Organisasi Kesehatan Dunia WHO mendorong seluruh negara untuk menghentikan penggunaan rokok elektrik dengan perasa atau vape dengan memperlakukannya seperti rokok tembakau. Sebab kedua jenis ini berpotensi mengakibatkan masalah kesehatan, terutama pada remaja.
Saat ini, siudah 34 negara sudah melarang penggunaan vape sejak Juli 2023, termasuk Brazil, Iran, Thailand, dan India. Meskipun begitu, ada beberapa kasus di mana rokok elektrik masih tersedia di pasar gelap.
"Lebih banyak anak usia 13-15 tahun yang menggunakan vape dibandingkan orang dewasa di seluruh wilayah, dibantu dengan pemasaran yang sangat agresif," demikian pernyataan dari pihak WHO seperti dikutip dari Reuters, Kamis (14/12/2023).
"Anak-anak direkrut dan dijebak pada usia dini untuk menggunakan rokok elektrik dan mungkin kecanduan nikotin," ungkap Tedros Adhanom Ghebreyesus, Direktur Jenderal WHO. Ia pun mendesak negara-negara untuk menerapkan tindakan tegas.

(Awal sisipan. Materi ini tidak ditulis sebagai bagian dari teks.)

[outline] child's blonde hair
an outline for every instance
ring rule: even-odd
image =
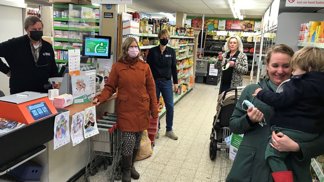
[[[295,53],[290,60],[290,65],[307,72],[324,72],[324,50],[305,47]]]

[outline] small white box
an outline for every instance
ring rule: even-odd
[[[51,89],[48,90],[48,98],[54,99],[54,97],[59,96],[58,89]]]

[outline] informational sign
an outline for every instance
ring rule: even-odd
[[[234,161],[236,154],[238,150],[238,146],[243,139],[243,135],[237,135],[233,133],[229,147],[229,159]]]
[[[114,17],[113,13],[103,13],[103,17],[107,18],[112,18]]]
[[[286,0],[286,6],[294,7],[324,7],[324,0]]]
[[[214,64],[209,64],[209,73],[210,76],[217,76],[218,73],[218,70],[215,69],[214,67]]]
[[[225,26],[226,24],[226,20],[218,20],[218,29],[225,30]]]
[[[132,4],[132,0],[91,0],[92,4]]]
[[[80,50],[68,50],[69,73],[71,76],[80,75]]]

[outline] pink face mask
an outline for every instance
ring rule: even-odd
[[[127,53],[130,57],[133,58],[137,57],[139,52],[140,51],[138,50],[138,48],[135,48],[134,47],[132,48],[130,47],[128,48],[128,51],[127,51]]]

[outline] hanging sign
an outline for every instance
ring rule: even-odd
[[[286,6],[294,7],[324,7],[324,0],[286,0]]]
[[[132,0],[91,0],[92,4],[132,4]]]

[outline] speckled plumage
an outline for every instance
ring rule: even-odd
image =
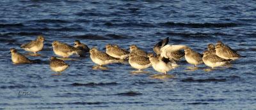
[[[85,57],[87,52],[89,52],[90,48],[86,45],[81,43],[79,41],[75,41],[74,47],[77,48],[76,54],[80,57]]]
[[[123,48],[120,48],[116,45],[106,45],[106,53],[109,55],[120,59],[125,59],[128,57],[129,52]]]
[[[172,62],[168,59],[160,57],[159,56],[156,57],[153,53],[148,53],[148,57],[154,69],[161,73],[167,74],[168,71],[177,67],[175,62]],[[166,60],[168,60],[168,61],[166,61]]]
[[[148,58],[138,56],[132,53],[129,55],[129,63],[131,66],[139,71],[148,68],[151,65]]]
[[[67,43],[54,41],[52,43],[53,52],[57,55],[67,58],[69,56],[76,53],[78,50],[77,48],[68,45]]]
[[[207,50],[211,54],[216,54],[214,45],[210,43],[207,45]]]
[[[222,42],[218,41],[215,46],[216,55],[225,59],[236,60],[241,57],[235,50],[228,46],[225,45]]]
[[[90,53],[92,60],[99,65],[119,62],[118,58],[109,56],[106,53],[99,51],[96,48],[92,48],[90,50]]]
[[[12,61],[14,64],[30,64],[33,61],[19,53],[15,48],[10,49],[12,54]]]
[[[218,66],[222,66],[228,62],[230,60],[227,60],[219,57],[215,54],[211,54],[209,51],[204,52],[203,56],[204,63],[212,68]]]
[[[195,66],[202,64],[202,54],[192,50],[189,48],[185,49],[185,59],[189,64],[193,64]]]
[[[156,43],[154,46],[153,50],[154,50],[154,52],[155,52],[156,55],[160,55],[160,54],[161,54],[161,52],[160,52],[161,48],[162,48],[162,47],[164,46],[165,45],[166,45],[168,42],[169,42],[169,37],[167,37],[166,38],[160,41],[159,42],[158,42],[157,43]]]
[[[26,51],[32,52],[36,53],[43,49],[44,41],[44,36],[38,36],[36,40],[31,41],[28,43],[22,44],[20,46],[20,48],[24,49]]]
[[[50,67],[55,72],[61,72],[65,71],[69,65],[63,60],[51,57],[50,58]]]
[[[134,53],[138,56],[143,56],[147,57],[147,53],[144,50],[141,50],[135,45],[132,45],[130,46],[130,53]]]

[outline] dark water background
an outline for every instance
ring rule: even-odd
[[[256,109],[255,1],[0,1],[0,109]],[[45,37],[35,64],[12,64],[10,48]],[[49,69],[54,40],[76,39],[102,50],[107,43],[132,44],[152,52],[159,39],[202,52],[221,40],[246,56],[228,68],[189,71],[182,60],[173,79],[132,74],[129,65],[92,69],[89,57],[72,56],[61,76]],[[19,96],[19,92],[29,92]]]

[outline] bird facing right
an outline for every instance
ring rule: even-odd
[[[130,53],[134,53],[136,55],[143,56],[147,57],[147,53],[144,50],[142,50],[135,45],[130,46]]]
[[[164,73],[164,74],[167,74],[167,72],[177,66],[175,62],[172,62],[167,58],[156,57],[153,53],[148,53],[148,57],[149,58],[149,60],[150,61],[153,69],[156,71]],[[163,60],[162,58],[165,60]]]
[[[118,58],[109,56],[106,53],[100,52],[95,47],[90,50],[90,54],[92,60],[100,66],[120,62]]]
[[[230,59],[227,60],[219,57],[215,54],[211,54],[209,51],[204,52],[203,62],[204,63],[212,69],[216,67],[222,66],[225,65],[230,61]]]
[[[106,45],[106,53],[113,57],[123,60],[129,57],[129,52],[116,45],[108,44]]]
[[[36,40],[22,45],[20,48],[23,48],[26,51],[31,52],[36,54],[36,52],[41,51],[43,49],[44,41],[44,36],[38,36]]]
[[[134,53],[129,55],[129,63],[133,68],[138,69],[141,71],[142,69],[148,68],[151,65],[150,61],[148,58],[143,56],[136,55]]]
[[[53,41],[52,45],[54,53],[63,58],[68,58],[69,56],[76,53],[78,50],[77,48],[72,46],[58,41]]]
[[[225,59],[236,60],[241,57],[235,50],[221,41],[218,41],[216,45],[215,50],[218,57]]]
[[[15,48],[11,48],[12,61],[13,64],[30,64],[33,61],[28,59],[24,55],[19,53]]]
[[[50,67],[53,71],[60,72],[65,71],[68,66],[63,60],[55,57],[51,57],[50,58]]]
[[[190,48],[186,48],[184,51],[185,59],[189,64],[195,65],[195,67],[196,67],[197,65],[203,63],[202,59],[203,55],[202,54],[192,50]]]

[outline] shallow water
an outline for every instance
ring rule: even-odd
[[[256,109],[256,3],[253,1],[19,0],[0,1],[0,109]],[[8,53],[39,34],[46,41],[34,64],[13,65]],[[152,52],[159,39],[202,52],[223,41],[246,58],[212,71],[182,59],[171,79],[131,74],[127,64],[93,70],[90,57],[71,58],[70,67],[52,76],[51,43],[79,39],[101,50],[107,43],[132,44]],[[19,92],[29,95],[19,95]]]

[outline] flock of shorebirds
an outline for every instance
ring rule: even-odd
[[[36,40],[22,45],[20,48],[26,51],[33,52],[33,54],[36,55],[36,52],[43,49],[44,41],[44,36],[38,36]],[[95,47],[90,49],[78,40],[75,41],[74,46],[54,41],[52,43],[53,52],[56,55],[62,57],[62,58],[51,57],[50,67],[53,71],[59,73],[69,66],[64,62],[65,58],[73,54],[85,57],[89,52],[92,60],[97,65],[93,67],[94,69],[104,69],[103,65],[128,60],[131,67],[138,69],[136,72],[141,72],[152,65],[156,71],[166,74],[167,72],[178,67],[177,62],[184,57],[189,64],[194,65],[195,67],[204,63],[212,69],[225,65],[242,57],[236,51],[220,41],[215,45],[209,44],[207,50],[204,52],[203,54],[185,45],[168,45],[168,41],[169,38],[166,38],[156,43],[153,47],[156,53],[154,55],[147,53],[135,45],[130,46],[129,52],[117,45],[108,44],[106,45],[106,52],[104,52]],[[34,60],[29,60],[25,55],[19,53],[15,48],[11,48],[10,52],[12,60],[14,64],[35,62]]]

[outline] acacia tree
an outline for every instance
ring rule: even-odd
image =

Dia mencatat bahwa di beberapa daerah, vape lebih banyak digunakan oleh remaja berusia 13-15 tahun daripada oleh orang dewasa. Larangan terhadap penggunaan vape ini didasarkan pada riset.
Hingga saat ini, memang belum ada bukti yang menunjukkan bahwa vape dapat menjadi alternatif untuk berhenti merokok rokok konvensional. Penggunaan vape dinilai dapat mengakibatkan masalah kesehatan, bahkan mempengaruhi non-perokok untuk kecanduan nikotin, terutama pada anak-anak.
Meskipun sejauh ini tidak ada bukti yang kuat bahwa penggunaan vape atau rokok elektrik dapat mengakibatkan kanker, tapi kebiasaan merokok telah terbukti dapat menyebabkan sekitar 15 jenis kanker yang berbeda. Kendati demikian, risiko kesehatan jangka panjang masih belum sepenuhnya dipahami.
WHO sendiri sudah menegaskan bahwa vape mengandung zat-zat yang diketahui dapat menjadi pemicu kanker, serta menimbulkan risiko terhadap kesehatan jantung, paru-paru, dan berpotensi memengaruhi perkembangan otak pada generasi muda.